Meervoudsgebruik van woorden op -[əl] in het Oost- en Centraal-Limburgs. Een onderzoek naar de -[ə] en de -[s].
Summary
Dit onderzoek gaat over het gebruik van de meervoudsuitgangen -[s] en –[ə] bij Limburgse zelfstandige naamwoorden op ¬–[əl]. In het Limburgs is de meervoudsuitgang van deze groep woorden een –[ə], terwijl die in het Nederlands een –[s] is. Een experiment is uitgevoerd waarbij (Limburgs sprekende) proefpersonen de enkelvoudsvorm moesten omzetten naar meervoudsvorm. Aangaande het gebruik van de –[ə] of ¬-[s] zijn de proefpersonen vergeleken op drie aspecten: leeftijd, intensiteit (verhouding en thuistaal) en attitude. Alleen op het gebied van intensiteit bleek een significant verschil aanwezig, zowel bij de verhouding als de thuistaal. De groep die aangaf 80%-100% van de tijd Limburgs te spreken gebruikte beduidend vaker de –[ə] dan de groepen die aangaven dit 50% en 60%-75% van de tijd te doen.
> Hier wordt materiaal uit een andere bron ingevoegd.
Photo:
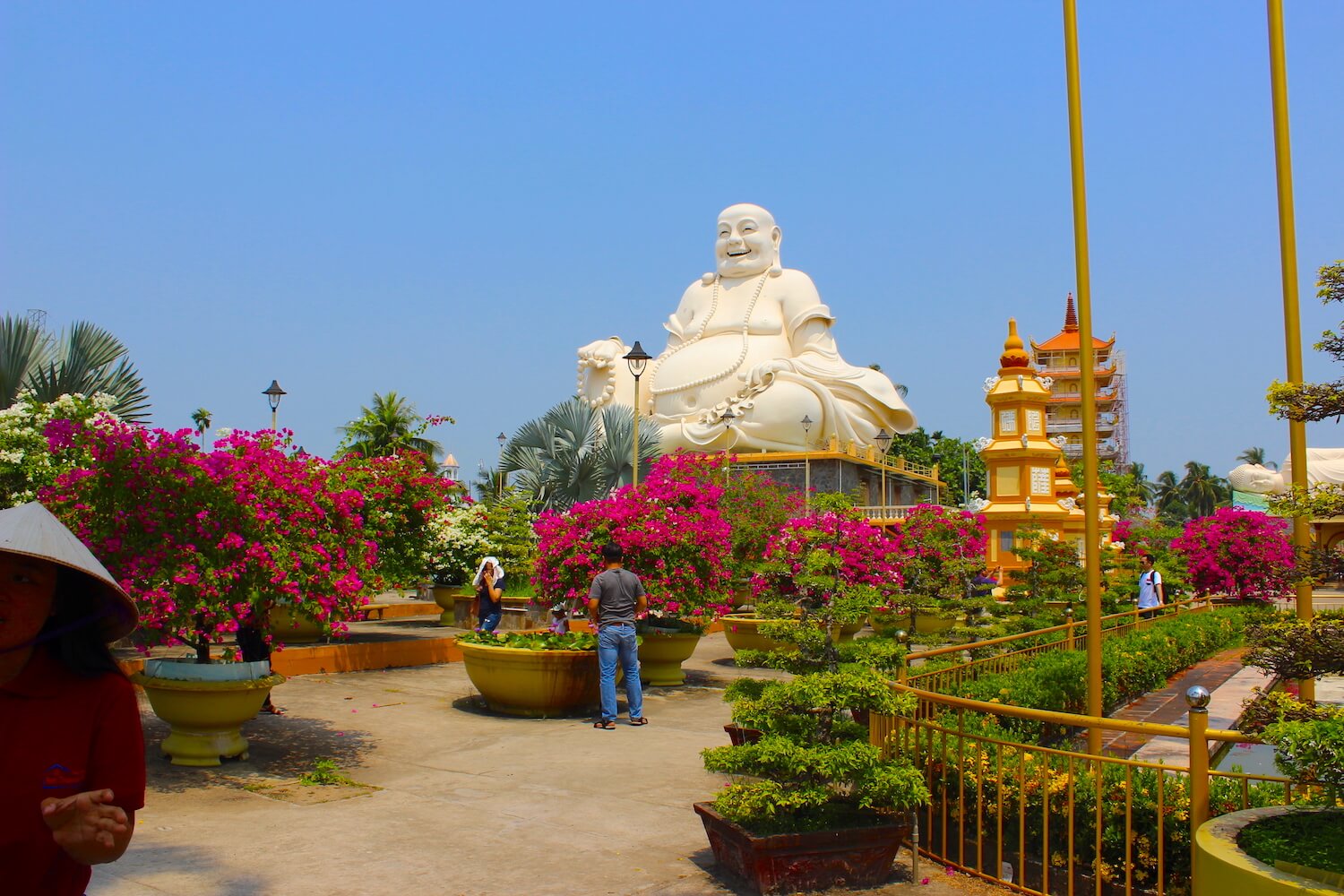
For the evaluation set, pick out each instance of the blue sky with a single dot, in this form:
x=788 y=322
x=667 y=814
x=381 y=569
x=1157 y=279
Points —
x=448 y=199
De mensen die opgevoed waren in het Limburgs, maar in hun eigen gezin zijn overgeschakeld naar het Nederlands, gebruikten beduidend vaker de -[s] dan proefpersonen die enkel Limburgs in de thuissituatie gebruikten of in het Nederlands waren opgevoed. Over het algemeen werd in ongeveer twee van de drie gevallen gebruik gemaakt van de -[s] als meervoudsuitgang en in één derde van de –[ə].